O segundo bloco da formação intelectual: o adestramento na compreensão e uso da linguagem – Olavo de Carvalho

“O segundo bloco, que vem automaticamente com o primeiro, é o seu adestramento na compreensão e uso da linguagem. Na mesma medida em que você vai captando as sutilezas e as nuances das várias situações humanas vivenciadas, você também capta as sutilezas e as nuances da linguagem, e não há limite às possibilidades de aperfeiçoamento, de ampliação e de fortalecimento nisso. Claro que, conforme você for lendo essas obras em traduções na sua própria língua ou no original, você pode ter algumas dificuldades de ordem técnica, então você vai ter alguns problemas especificamente linguísticos a resolver. São problemas técnicos, mas não é para dar muita atenção a eles, é para resolver rapidamente e passar adiante.

Esta ampliação da linguagem deve se voltar em primeiro lugar para aquilo que Benedetto Croce considerava a função imediata da obra literária, que é a expressão da experiência concreta.

Passar para um segundo andar, da linguagem abstrata da filosofia e das ciências, quando você ainda não é capaz de ter alguma expressividade na maneira de nomear e descrever a experiência concreta, pode lhe causar uma lesão intelectual da qual você nunca mais se recupere.

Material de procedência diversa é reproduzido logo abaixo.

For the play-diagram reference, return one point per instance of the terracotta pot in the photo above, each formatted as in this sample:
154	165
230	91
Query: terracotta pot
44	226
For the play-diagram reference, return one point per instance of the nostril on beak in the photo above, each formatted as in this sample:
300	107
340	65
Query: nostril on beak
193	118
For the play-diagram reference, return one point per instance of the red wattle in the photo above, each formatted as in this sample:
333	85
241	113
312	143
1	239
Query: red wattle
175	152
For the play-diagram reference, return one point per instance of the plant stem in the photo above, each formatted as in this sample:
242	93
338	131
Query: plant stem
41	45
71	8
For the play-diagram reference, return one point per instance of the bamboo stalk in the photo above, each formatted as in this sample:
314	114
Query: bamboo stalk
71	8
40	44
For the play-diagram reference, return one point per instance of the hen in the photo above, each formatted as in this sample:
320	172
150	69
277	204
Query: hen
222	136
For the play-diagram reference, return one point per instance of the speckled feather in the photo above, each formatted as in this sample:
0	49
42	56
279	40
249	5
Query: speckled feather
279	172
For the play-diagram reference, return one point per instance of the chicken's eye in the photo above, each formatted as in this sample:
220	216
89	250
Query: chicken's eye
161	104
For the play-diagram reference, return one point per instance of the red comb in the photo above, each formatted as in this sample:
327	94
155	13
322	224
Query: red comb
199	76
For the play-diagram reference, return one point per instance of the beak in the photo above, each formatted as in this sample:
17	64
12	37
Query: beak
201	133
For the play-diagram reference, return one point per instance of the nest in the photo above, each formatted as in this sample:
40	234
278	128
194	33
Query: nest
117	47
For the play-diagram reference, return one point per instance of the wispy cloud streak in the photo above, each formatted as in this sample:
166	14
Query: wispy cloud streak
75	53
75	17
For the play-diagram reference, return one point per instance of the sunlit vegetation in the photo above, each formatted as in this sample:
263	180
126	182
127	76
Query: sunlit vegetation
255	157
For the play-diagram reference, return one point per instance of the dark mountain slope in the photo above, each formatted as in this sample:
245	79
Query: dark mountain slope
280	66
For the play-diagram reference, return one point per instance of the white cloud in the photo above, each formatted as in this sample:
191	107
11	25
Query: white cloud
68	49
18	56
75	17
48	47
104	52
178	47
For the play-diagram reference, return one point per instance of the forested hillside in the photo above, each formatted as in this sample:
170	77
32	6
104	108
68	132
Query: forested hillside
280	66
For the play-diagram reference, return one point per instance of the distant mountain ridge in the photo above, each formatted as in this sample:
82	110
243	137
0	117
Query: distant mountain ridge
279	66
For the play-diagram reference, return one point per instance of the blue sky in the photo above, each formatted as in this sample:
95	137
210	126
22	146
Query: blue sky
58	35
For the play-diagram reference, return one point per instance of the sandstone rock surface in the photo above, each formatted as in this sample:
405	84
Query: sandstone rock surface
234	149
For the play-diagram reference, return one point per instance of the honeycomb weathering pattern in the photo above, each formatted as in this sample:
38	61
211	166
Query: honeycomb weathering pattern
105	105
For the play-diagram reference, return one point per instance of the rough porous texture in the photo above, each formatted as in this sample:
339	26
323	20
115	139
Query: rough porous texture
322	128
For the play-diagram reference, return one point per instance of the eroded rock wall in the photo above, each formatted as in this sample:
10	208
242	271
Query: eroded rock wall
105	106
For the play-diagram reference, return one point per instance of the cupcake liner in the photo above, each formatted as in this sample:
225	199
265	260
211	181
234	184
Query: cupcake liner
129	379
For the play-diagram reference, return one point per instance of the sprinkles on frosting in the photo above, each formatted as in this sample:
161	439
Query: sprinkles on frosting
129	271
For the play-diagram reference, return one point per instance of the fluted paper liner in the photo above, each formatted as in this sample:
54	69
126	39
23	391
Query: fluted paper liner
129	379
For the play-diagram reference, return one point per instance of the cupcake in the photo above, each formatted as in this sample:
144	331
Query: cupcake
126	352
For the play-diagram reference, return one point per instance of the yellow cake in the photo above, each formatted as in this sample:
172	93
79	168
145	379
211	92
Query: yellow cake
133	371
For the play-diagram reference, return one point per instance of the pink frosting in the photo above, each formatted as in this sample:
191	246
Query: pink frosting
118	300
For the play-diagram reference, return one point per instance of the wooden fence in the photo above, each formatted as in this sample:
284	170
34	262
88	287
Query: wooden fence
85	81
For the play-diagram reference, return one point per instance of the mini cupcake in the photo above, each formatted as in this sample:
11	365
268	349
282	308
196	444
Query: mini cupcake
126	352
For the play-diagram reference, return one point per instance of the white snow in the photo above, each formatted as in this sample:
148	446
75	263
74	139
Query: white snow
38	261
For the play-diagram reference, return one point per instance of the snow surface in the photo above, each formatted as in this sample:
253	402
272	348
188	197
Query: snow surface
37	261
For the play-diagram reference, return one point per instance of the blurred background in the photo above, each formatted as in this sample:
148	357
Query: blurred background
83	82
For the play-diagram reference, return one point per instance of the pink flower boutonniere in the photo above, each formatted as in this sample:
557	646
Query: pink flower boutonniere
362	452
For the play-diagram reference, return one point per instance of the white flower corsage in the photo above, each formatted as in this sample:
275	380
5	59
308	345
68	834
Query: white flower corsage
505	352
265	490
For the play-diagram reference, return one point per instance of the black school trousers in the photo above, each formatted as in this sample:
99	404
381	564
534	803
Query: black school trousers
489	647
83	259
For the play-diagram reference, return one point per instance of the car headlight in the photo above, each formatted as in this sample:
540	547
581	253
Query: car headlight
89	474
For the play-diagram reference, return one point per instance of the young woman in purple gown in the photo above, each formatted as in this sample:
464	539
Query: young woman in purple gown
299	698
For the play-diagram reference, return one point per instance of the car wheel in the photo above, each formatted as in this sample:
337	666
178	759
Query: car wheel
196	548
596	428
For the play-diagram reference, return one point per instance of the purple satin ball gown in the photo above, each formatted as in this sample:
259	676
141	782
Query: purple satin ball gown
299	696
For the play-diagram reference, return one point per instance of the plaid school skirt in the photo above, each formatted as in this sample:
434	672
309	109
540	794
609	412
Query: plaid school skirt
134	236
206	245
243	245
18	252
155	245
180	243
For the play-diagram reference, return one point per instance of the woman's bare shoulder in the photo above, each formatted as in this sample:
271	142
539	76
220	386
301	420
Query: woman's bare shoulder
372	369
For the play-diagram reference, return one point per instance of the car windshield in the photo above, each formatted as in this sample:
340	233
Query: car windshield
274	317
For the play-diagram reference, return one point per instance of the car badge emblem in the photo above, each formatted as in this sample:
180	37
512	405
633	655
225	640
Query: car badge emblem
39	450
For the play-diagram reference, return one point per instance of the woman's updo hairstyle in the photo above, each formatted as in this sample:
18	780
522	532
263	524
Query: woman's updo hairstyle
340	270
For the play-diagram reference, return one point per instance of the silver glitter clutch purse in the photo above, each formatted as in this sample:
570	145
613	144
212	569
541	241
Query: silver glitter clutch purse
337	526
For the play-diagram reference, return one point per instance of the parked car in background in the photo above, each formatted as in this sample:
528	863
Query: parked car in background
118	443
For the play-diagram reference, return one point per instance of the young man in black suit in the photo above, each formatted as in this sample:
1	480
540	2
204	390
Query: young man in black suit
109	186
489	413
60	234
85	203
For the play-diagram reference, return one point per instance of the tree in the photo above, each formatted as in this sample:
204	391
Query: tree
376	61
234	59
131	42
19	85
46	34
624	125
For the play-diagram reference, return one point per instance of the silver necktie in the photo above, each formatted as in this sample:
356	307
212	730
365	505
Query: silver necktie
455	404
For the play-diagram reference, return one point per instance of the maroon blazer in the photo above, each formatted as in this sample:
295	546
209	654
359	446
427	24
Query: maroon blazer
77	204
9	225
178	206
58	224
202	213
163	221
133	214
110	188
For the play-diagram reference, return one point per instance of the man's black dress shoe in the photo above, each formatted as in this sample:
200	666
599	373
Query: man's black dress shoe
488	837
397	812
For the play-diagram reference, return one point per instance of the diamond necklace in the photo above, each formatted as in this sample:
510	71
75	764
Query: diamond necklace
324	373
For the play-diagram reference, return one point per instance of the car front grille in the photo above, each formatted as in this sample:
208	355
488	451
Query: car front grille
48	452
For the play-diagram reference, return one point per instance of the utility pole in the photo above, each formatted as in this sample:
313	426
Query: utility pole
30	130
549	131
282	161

Tudo aquilo que está registrado na linguagem genérica da filosofia corresponde a experiências intelectuais e existenciais concretas e, se você não é capaz de refazê-las imaginativamente, você jamais vai saber do que o sujeito está falando.

Por exemplo, se você procurar num dicionário de filosofia um termo qualquer que descreva uma atitude ou uma corrente filosófica, como “ceticismo” ou “gnosticismo”, você vai encontrar uma definição esquemática do que são essas escolas ou correntes ou atitudes filosóficas. Porém, essas escolas ou correntes não apareceram como posições filosóficas prontas, mas como resultados, como a expressão de dramas intelectuais cognitivos longamente vividos. Há toda uma situação humana por baixo daquilo. Se quando você ouve ou lê esta palavra, a evocação que você faz é simplesmente a de um conceito abstrato e não de todo o drama apreendido compactamente num relance, então você não sabe do que está falando.

Tendo isto em conta, quando estamos lendo um livro ou ouvindo um sujeito falar de filosofia, nós podemos frequentemente saber se estamos lidando com um charlatão ou com alguém que sabe do que está falando. O sujeito que lida somente com os conceitos abstratos sem ter o lastro experiencial direto é um imitador, um papagaio. Ele lida somente com o universo de palavras para uso acadêmico, mas não compreende as realidades que estão ali envolvidas. É como uma criança que ouve uma nova palavra e a imita, sem saber exatamente qual é o contexto no qual aquilo cabe ou não cabe.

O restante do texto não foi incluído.